Mostrando entradas con la etiqueta 1953. Mostrar todas las entradas
Mostrando entradas con la etiqueta 1953. Mostrar todas las entradas

martes, 31 de enero de 2017

Carne de horca

3.5*

Un “cochino señorito” andaluz ha de infiltrarse en la pandilla de salteadores y secuestradores de Lucero, un bandolero mitificado por los relatos populares pero que se las gasta muy, pero que muy, mal con todo el mundo. Las razones para esa infiltración son spoiler pero se puede adelantar que hay un cargo de conciencia y, además, un motivo de venganza, como en todo buen Western que se precie. Ladislao Vajda, el húngaro errante (como el llamó Francisco Llinás), conocido por películas como Marcelino, pan y vino o El cebo, regala al espectador actual una obra sobresalienta, desde el punto de vista cinematográfico y narrativo, excelente en las escenas de interiores e impresionante en los planos generales y panorámicos, donde toda la acción se entiende perfectamente y se ven y se disfrutan los detalles, todo gracias a su maestría poniendo en escena la acción. Además, le película comienza con un admirable retruécano narrativo, que se cierra al final, algo propio de directores que conocen la historia del cine. El film, por otro lado, es entretenidísimo y muestra una violencia inusitada para la época: de hecho, estamos ante una obra cruel, salvaje e, incluso, tiene una escena, pre-PeTA que ahora mismo sería delito rodarla (en plan Holocausto caníbal). Por su parte, los actores, especialmente Rossano Brazzi y Fosco Giachetti, están tremendos, aunque no superan al gran y torvo Felix Dafauce; Emma penella está guapísima y el resto de personajes cumplen a la perfección con sus papeles. En definitiva, una película sorprendente, por su dureza y por su maravilloso sentido del ritmo y de la intriga narrativa.

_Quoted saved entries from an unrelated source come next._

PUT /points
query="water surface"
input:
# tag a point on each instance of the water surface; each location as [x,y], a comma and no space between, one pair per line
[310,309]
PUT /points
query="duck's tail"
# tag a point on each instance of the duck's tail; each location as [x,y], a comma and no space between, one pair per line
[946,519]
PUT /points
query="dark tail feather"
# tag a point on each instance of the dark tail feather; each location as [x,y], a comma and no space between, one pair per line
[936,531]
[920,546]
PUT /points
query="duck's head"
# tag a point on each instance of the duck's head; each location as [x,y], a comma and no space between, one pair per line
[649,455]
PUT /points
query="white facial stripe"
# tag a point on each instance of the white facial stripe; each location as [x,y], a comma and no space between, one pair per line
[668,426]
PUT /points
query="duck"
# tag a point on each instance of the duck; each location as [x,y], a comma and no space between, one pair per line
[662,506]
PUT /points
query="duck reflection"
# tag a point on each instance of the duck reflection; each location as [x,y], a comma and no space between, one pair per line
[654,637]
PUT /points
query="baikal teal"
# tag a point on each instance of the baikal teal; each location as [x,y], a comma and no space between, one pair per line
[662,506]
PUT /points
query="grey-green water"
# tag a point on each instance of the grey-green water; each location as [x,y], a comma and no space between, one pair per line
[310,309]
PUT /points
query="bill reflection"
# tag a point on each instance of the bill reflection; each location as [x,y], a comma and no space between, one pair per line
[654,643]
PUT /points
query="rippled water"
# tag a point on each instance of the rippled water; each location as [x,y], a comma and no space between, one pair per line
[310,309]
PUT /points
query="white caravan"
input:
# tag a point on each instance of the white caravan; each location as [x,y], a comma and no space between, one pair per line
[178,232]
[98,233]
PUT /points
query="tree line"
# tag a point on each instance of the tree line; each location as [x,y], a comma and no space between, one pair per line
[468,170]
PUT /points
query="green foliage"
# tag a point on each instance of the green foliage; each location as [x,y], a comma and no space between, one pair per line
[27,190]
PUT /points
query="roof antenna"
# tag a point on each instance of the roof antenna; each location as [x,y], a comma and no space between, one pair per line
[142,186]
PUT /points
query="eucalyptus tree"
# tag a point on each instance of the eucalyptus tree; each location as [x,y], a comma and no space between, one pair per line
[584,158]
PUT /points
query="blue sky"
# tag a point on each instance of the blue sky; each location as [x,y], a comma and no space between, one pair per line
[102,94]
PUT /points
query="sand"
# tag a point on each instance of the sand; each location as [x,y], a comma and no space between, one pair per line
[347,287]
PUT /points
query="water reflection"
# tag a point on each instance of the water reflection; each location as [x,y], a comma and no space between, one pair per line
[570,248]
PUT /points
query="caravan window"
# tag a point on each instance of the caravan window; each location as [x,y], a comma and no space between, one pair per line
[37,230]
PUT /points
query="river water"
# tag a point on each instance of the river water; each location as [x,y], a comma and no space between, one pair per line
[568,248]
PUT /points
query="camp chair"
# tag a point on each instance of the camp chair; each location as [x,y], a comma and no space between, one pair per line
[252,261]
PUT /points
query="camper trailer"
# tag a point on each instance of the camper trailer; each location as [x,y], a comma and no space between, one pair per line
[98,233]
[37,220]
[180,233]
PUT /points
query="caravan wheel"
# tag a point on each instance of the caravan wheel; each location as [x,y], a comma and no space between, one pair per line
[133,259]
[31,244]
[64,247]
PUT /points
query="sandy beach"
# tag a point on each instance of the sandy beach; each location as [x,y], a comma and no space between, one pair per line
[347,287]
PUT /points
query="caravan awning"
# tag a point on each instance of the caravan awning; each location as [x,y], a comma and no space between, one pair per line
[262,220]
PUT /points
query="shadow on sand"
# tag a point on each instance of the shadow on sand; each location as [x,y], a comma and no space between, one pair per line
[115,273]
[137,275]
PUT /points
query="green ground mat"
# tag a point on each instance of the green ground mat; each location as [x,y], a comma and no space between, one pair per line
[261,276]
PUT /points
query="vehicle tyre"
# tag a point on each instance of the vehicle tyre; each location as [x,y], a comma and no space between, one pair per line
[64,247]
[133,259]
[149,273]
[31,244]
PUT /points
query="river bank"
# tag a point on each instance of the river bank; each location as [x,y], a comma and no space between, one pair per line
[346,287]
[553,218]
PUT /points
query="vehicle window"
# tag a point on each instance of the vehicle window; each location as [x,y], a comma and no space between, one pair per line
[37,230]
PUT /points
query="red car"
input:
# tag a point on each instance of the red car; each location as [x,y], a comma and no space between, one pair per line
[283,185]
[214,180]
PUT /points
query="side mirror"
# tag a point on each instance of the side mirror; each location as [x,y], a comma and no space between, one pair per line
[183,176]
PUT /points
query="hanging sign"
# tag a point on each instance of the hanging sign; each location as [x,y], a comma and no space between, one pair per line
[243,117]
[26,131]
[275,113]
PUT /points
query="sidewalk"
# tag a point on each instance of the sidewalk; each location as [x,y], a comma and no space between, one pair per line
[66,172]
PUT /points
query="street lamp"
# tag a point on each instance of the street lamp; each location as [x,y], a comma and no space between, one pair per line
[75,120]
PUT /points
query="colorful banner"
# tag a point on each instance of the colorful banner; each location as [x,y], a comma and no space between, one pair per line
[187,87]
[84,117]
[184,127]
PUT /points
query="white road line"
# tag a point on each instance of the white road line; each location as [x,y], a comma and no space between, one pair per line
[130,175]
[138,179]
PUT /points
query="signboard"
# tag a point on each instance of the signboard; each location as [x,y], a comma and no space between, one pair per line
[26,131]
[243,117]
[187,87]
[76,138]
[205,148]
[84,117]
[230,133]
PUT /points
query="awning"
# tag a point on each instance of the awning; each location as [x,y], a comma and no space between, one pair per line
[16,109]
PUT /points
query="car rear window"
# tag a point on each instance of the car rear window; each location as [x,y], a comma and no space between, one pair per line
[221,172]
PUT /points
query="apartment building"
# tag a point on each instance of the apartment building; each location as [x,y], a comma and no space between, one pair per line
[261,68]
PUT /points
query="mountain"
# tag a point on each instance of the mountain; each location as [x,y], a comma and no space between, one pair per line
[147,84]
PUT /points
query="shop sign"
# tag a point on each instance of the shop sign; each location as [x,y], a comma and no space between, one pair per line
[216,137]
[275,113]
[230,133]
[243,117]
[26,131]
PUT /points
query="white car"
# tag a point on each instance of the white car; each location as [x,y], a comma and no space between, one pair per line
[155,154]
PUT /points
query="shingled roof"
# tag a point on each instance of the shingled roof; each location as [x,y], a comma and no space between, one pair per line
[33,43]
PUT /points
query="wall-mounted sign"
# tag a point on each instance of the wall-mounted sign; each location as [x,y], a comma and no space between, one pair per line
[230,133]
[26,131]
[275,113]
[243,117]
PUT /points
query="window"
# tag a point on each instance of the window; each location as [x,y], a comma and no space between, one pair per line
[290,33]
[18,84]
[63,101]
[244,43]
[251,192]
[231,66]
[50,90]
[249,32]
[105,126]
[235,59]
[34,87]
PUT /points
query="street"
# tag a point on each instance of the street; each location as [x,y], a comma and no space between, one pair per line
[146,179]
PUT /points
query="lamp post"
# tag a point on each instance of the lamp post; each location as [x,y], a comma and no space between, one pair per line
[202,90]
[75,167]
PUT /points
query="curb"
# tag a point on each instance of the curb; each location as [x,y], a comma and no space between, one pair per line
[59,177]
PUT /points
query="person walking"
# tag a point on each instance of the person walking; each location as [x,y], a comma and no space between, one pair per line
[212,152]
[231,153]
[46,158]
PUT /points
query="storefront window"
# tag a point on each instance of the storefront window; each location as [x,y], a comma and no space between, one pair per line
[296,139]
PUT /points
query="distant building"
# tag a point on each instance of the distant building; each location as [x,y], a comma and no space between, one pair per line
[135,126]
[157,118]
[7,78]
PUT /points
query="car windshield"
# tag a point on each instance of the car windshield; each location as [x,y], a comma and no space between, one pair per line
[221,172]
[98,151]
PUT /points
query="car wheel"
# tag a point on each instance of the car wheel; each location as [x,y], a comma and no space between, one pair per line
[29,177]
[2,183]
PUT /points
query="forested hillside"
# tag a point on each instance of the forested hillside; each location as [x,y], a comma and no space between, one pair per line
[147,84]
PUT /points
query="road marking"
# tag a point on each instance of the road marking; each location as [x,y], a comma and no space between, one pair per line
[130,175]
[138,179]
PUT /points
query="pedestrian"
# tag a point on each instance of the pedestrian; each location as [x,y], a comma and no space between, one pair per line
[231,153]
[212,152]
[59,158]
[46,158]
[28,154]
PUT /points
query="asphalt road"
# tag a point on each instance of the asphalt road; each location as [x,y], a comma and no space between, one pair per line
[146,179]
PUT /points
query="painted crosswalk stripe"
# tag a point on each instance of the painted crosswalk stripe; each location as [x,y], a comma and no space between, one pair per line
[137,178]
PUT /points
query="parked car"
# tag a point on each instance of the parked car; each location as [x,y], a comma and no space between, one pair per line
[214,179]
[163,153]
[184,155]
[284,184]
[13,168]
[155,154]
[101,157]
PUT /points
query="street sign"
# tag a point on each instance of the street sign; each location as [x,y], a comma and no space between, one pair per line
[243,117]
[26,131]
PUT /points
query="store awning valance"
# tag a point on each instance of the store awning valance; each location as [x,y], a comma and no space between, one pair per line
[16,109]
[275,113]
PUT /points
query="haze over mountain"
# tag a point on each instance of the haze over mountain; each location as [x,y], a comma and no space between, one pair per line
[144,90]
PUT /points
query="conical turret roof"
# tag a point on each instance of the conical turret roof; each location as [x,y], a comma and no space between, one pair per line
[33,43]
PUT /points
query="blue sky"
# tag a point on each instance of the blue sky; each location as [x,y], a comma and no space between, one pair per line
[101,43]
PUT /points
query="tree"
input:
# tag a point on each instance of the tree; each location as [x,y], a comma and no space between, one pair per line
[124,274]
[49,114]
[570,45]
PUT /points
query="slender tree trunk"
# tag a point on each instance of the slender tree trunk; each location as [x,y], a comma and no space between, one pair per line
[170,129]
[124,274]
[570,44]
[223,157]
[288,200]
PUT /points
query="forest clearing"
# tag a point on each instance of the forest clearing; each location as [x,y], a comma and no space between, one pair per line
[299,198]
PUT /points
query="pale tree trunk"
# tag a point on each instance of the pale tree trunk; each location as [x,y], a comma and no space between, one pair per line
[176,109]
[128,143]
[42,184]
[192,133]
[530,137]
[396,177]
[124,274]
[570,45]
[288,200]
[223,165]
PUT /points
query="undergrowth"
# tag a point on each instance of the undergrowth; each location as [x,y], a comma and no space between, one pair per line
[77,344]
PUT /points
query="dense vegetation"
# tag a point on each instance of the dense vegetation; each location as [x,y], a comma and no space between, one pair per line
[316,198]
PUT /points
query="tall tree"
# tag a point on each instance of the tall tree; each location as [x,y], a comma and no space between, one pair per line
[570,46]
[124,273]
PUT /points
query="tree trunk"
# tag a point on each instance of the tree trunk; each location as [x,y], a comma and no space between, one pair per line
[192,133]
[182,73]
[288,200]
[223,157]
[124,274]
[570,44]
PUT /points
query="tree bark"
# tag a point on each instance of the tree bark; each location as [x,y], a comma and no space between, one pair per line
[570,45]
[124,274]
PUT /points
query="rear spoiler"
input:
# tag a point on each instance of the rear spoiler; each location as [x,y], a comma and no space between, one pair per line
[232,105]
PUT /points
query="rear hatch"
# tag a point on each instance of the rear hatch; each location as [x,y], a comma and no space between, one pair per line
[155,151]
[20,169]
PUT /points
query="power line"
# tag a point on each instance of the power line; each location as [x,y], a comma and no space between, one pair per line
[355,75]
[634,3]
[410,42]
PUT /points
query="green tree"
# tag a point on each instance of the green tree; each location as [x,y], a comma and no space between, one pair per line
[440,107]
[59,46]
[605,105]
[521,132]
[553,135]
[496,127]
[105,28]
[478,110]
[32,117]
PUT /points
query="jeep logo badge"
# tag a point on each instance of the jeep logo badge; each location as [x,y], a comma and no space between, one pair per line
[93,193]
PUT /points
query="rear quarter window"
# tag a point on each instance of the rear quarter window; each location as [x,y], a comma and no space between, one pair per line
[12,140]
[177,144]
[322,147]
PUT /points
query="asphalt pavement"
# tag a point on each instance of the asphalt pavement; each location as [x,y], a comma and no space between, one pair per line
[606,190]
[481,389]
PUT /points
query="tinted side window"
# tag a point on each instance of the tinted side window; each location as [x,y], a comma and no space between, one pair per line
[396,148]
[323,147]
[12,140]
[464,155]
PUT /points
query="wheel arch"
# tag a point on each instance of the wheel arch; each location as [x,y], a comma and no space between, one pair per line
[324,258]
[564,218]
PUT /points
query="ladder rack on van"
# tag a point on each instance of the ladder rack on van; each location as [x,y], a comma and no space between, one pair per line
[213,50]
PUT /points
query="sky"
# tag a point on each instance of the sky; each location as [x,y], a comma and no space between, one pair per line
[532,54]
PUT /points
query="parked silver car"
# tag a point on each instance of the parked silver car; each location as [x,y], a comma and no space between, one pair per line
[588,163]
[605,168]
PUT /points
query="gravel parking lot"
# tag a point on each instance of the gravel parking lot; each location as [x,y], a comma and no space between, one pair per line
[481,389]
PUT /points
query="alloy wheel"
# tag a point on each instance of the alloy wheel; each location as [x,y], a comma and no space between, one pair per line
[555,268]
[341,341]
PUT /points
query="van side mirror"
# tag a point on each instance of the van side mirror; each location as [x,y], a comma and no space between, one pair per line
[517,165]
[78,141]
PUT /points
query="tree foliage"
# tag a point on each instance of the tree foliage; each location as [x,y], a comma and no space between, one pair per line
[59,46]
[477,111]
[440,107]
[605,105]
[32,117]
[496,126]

jueves, 23 de junio de 2016

Hombres de infantería (Aka Take the High Ground!)

2.5*

Un puñado de ciudadanos USAmericanos, un poco destartalados ellos, llegan a un fuerte de entrenamiento del ejército de tierra de los EE.UU., en la árida Texas, para prepararse e ir a la Guerra de Corea. Allí, el sargento Ryan y el sargento Holt (el bueno y el malo, respectivamente), les intentarán transformarán en máquinas de sobrevivir y de matar, llevándoles al extremo de su aguante físico y psicológico. Y es que no hay nada peor que la guerra, ni siquiera 16 semanas de cruel y dura instrucción. Entre medias, una historia de amor con la “alcohólica” de la zona, la guapísima Elaine Stewart. Estamos ante el molde del que ha salido buena parte del cine bélico contemporáneo (desde Oficial y caballero y La chaqueta metálica hasta El sargento de hierro, por poner solo tres ejemplos), rodado con “pericia televisiva” por un principiante Richard Brooks y con la típica visión moral de la época: por un lado, la inocencia típica de un país crédulo y de una población ingenua; y, por el otro, la crueldad real de su política exterior durante la Guerra Fría, que asoma en escenas como la de la “carne de cañón” o la de los gases bélicos. En todo caso, un film belicista y convencional, que exhibe los más conservadores valores sociales, aunque con ciertos chispazos propios del progresista Brooks y del insurgente guionista, Millard Kaufman. La podrían poner de hilo de fondo en los restaurantes de comida rápida tipo Foster’s Hollywood o así.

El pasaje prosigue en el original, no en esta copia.